According to a healthcare industry analyst and the California insurance commissioner, the Department of Health and Human Services has no legal authority to exempt agent commissions from the MLR, as the resolution suggests.

Ira Loss, a healthcare analyst at Washington Analysis, which advises institutional investors and hedge funds, said the change would need Congressional action because the statutory definition of MLR does not allow those commissions to be exempt.

In a statement after the vote, Dave Jones, the California commissioner, saying HHS “lacks the authority to take to take action,” and that it would require Congress to make changes to the federal law to modify the MLR standard as laid out by PPACA. Doing so, Jones noted, would increase the cost of health insurance.

And, in statements in September on the issue, Steve Larsen, director of the Center for Consumer Information and Insurance Oversight said that he believed insurance companies are taking advantage of the MLR to do what they wanted to do anyway: cut producer commissions.

Larsen made these comments in testimony before the House Energy and Commerce Subcommittee on Health.

He said requiring health plans to spend at least 80% of premiums on medical care costs “is a boon to consumers.”  He also cited studies from the U.S. Government Accountability Office and others indicating evidence of a reduced growth in insurance premiums.

Industry officials said the key impact, if any, of the resolution would be on congressional action. The E&C panel is considering two related bills, H.R. 1206, which would exclude producer compensation from medical loss ratio calculations and H.R. 2077, which would repeal the MLR entirely.

H.R. 1206, sponsored by Rep. Mike Rogers, R-Mich., and John Barrow, D-Ga., has strong support. But it has been mired for months in the House.

According to officials of the National Association of Insurance and Financial Advisors, the bill has passed no House committees but now has 139 co-sponsors.

In statements on its website placed earlier this year, NAIFA officials said that H.R. 1206 would likely pass the House, but is unlikely to pass the Senate any time soon.

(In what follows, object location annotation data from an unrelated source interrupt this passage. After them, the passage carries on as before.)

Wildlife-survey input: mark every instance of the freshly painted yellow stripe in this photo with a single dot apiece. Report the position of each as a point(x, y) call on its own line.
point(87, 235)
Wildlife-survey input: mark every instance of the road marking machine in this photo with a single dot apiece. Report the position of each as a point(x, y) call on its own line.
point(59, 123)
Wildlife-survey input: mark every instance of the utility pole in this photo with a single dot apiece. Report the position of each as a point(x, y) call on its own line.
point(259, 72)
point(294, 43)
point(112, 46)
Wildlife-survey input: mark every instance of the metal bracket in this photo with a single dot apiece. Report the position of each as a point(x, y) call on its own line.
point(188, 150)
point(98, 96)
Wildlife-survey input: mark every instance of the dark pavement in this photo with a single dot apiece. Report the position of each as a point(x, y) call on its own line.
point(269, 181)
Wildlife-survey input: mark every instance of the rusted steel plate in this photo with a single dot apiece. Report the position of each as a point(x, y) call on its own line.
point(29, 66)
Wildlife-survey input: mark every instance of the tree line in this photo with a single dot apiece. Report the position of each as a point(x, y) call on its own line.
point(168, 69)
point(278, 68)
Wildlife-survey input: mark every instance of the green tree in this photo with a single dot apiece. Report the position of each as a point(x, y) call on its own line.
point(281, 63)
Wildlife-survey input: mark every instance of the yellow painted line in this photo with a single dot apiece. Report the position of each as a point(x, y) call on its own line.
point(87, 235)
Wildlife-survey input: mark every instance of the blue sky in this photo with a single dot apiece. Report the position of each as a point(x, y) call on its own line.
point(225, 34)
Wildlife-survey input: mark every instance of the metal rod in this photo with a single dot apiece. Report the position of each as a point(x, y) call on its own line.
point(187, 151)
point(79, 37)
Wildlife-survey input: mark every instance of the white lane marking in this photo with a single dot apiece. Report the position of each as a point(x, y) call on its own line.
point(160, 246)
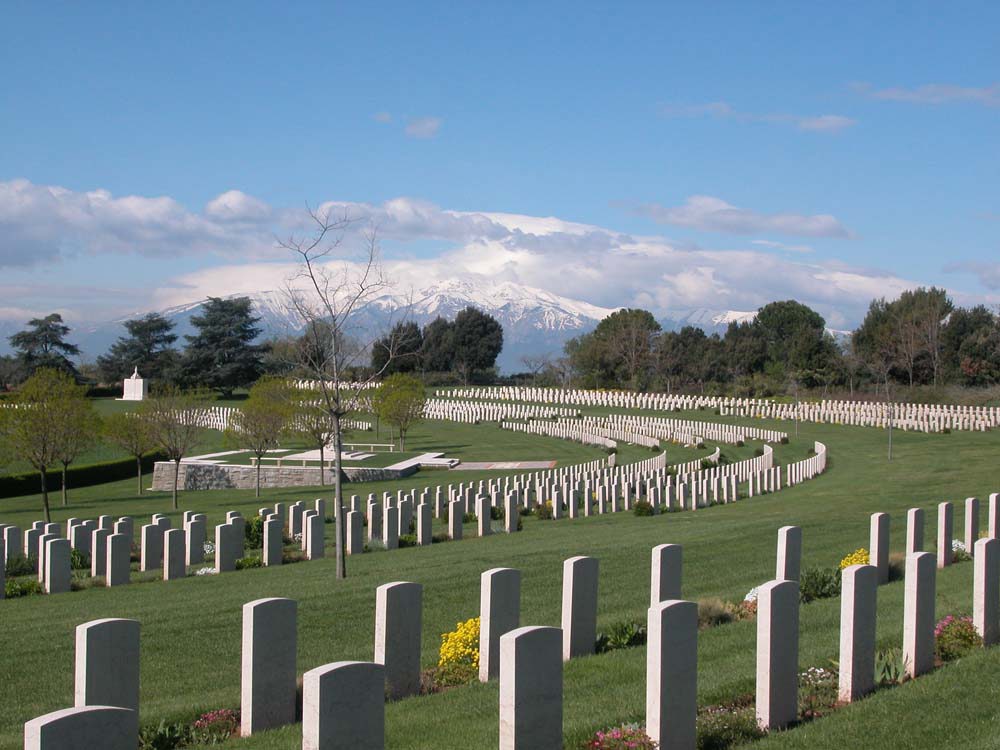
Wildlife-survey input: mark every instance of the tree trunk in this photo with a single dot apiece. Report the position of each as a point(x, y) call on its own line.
point(45, 494)
point(177, 471)
point(338, 510)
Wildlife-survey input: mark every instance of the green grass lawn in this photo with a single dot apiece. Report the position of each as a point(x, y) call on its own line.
point(191, 627)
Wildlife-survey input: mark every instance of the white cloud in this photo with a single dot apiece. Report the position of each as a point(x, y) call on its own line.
point(723, 110)
point(423, 127)
point(650, 272)
point(935, 93)
point(40, 223)
point(601, 266)
point(711, 214)
point(782, 246)
point(987, 273)
point(234, 205)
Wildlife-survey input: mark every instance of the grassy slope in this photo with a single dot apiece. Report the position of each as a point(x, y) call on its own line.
point(191, 628)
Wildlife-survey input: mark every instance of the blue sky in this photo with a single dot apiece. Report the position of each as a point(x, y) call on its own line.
point(730, 152)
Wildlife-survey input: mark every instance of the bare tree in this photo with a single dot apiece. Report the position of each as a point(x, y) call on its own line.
point(34, 425)
point(330, 288)
point(172, 418)
point(79, 426)
point(131, 433)
point(263, 420)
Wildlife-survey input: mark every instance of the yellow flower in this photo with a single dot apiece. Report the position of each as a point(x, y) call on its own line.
point(858, 557)
point(461, 645)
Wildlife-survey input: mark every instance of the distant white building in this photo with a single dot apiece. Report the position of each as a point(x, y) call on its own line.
point(136, 388)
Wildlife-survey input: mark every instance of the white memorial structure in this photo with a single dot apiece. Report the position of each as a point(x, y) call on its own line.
point(136, 388)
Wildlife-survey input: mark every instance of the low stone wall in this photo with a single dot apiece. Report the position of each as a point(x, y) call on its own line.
point(227, 477)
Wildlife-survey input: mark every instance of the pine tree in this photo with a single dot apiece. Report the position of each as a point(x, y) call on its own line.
point(222, 355)
point(147, 347)
point(44, 345)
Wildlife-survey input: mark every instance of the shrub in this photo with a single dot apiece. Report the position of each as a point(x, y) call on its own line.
point(292, 556)
point(164, 736)
point(745, 610)
point(819, 583)
point(713, 611)
point(461, 645)
point(624, 634)
point(216, 726)
point(19, 565)
point(84, 475)
point(954, 637)
point(254, 532)
point(958, 551)
point(16, 587)
point(625, 737)
point(643, 508)
point(721, 727)
point(817, 692)
point(454, 675)
point(858, 557)
point(79, 560)
point(889, 667)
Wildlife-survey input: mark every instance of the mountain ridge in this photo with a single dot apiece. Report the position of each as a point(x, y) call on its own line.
point(535, 321)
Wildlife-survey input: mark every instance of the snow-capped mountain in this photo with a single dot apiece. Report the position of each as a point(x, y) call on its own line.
point(534, 321)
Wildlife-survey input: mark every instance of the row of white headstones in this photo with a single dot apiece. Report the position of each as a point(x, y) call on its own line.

That was made even more clear late yesterday when Sen. Jay Rockefeller, D-W.Va. and chairman of the Senate Commerce Committee, said in reaction to the NAIC vote that he had sent a letter to Kevin McCarty, primary sponsor of the resolution, Florida insurance commissioner and incoming NAIC president.

“I am disappointed that a small majority of insurance commissioners have lined up with special interests today rather than consumers,” Rockefeller said.

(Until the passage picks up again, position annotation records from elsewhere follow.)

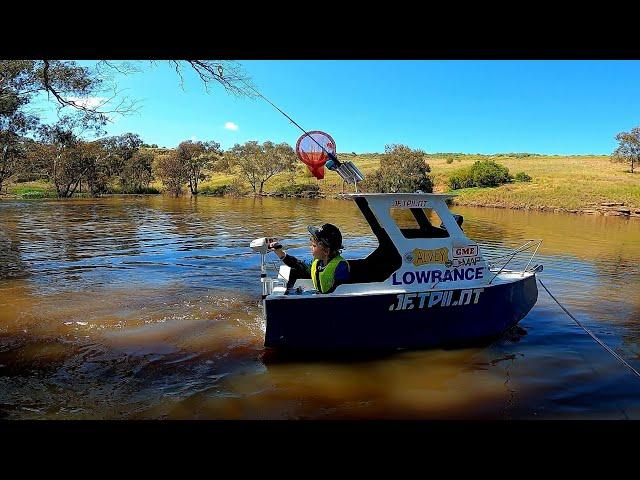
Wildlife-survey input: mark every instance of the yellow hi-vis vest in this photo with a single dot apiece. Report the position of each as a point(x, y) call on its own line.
point(327, 276)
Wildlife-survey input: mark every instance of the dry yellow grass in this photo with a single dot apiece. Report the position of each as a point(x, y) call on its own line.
point(566, 182)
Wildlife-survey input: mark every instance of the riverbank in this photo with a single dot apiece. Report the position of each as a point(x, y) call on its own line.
point(573, 184)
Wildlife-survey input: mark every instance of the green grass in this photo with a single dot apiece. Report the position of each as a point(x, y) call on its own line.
point(31, 190)
point(566, 182)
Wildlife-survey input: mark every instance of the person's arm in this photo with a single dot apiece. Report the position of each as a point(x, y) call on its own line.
point(303, 269)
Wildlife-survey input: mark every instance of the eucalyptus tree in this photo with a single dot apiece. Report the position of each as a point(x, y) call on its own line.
point(628, 150)
point(402, 170)
point(258, 163)
point(198, 158)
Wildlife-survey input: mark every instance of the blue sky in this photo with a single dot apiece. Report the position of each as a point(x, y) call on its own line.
point(552, 107)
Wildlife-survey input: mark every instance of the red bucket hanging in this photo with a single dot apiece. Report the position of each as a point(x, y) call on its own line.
point(311, 152)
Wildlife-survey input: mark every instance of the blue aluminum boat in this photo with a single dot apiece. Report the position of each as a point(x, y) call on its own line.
point(424, 286)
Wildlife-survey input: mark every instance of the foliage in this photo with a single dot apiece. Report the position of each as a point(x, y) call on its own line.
point(522, 177)
point(172, 172)
point(461, 178)
point(483, 173)
point(137, 173)
point(258, 163)
point(402, 169)
point(216, 191)
point(299, 190)
point(628, 150)
point(196, 158)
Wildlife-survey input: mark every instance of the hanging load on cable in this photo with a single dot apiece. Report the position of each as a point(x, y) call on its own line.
point(317, 150)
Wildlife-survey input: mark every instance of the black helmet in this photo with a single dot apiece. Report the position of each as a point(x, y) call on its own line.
point(328, 235)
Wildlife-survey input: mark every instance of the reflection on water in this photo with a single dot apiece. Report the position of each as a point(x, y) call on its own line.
point(146, 307)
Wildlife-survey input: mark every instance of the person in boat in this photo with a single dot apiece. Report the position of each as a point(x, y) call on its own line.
point(328, 269)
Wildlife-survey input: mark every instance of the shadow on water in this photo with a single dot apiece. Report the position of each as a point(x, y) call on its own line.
point(146, 307)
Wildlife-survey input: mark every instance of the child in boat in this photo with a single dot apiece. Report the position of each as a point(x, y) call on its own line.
point(328, 269)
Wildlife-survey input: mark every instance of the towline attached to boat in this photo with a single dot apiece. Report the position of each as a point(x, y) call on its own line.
point(425, 286)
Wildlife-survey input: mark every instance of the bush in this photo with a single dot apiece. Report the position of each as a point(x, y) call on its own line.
point(217, 191)
point(522, 177)
point(310, 190)
point(486, 173)
point(461, 179)
point(402, 170)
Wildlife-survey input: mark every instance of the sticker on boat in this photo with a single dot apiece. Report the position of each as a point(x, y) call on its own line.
point(421, 300)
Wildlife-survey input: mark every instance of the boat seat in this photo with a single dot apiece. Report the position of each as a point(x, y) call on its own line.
point(432, 232)
point(377, 267)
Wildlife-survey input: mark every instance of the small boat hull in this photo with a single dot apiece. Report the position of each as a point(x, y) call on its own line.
point(411, 320)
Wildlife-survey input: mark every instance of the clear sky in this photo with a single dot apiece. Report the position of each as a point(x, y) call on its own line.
point(497, 106)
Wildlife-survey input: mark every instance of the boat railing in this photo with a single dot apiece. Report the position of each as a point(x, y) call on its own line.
point(506, 258)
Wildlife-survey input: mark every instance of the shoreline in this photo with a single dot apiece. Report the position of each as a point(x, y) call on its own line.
point(607, 209)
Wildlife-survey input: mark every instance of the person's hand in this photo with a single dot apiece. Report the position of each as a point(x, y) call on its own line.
point(274, 245)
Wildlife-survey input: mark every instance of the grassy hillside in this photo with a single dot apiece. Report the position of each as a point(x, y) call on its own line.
point(565, 182)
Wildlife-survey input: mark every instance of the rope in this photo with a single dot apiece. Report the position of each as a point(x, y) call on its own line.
point(618, 357)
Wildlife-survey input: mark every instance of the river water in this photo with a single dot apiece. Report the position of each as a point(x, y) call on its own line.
point(146, 308)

Rockefeller was a key driver behind including the MLR provision in the Patient Protection and Affordable Care Act, is a strong supporter and a senior Democratic senator.

He said that, “I find it hard to believe that the NAIC endorsed allowing the health insurance companies to keep this rebate money as profit and am hopeful this new effort to undermine consumer protections will not be any more successful than earlier efforts,” Rockefeller said.

Rockefeller said the NAIC’s own analysis showed that the exemption for agents and brokers fees will cost American consumers more than $1 billion in rebates they are due to receive in the Spring of 2012.

“This decision puts corporations ahead of consumers – taking money out of the pockets of consumers and putting it in the hands of greedy insurers,” he said. 

Rockefeller also said that, “Millions of individuals and small business owners are already paying too much for their health insurance; getting them some much needed relief should be our top priority.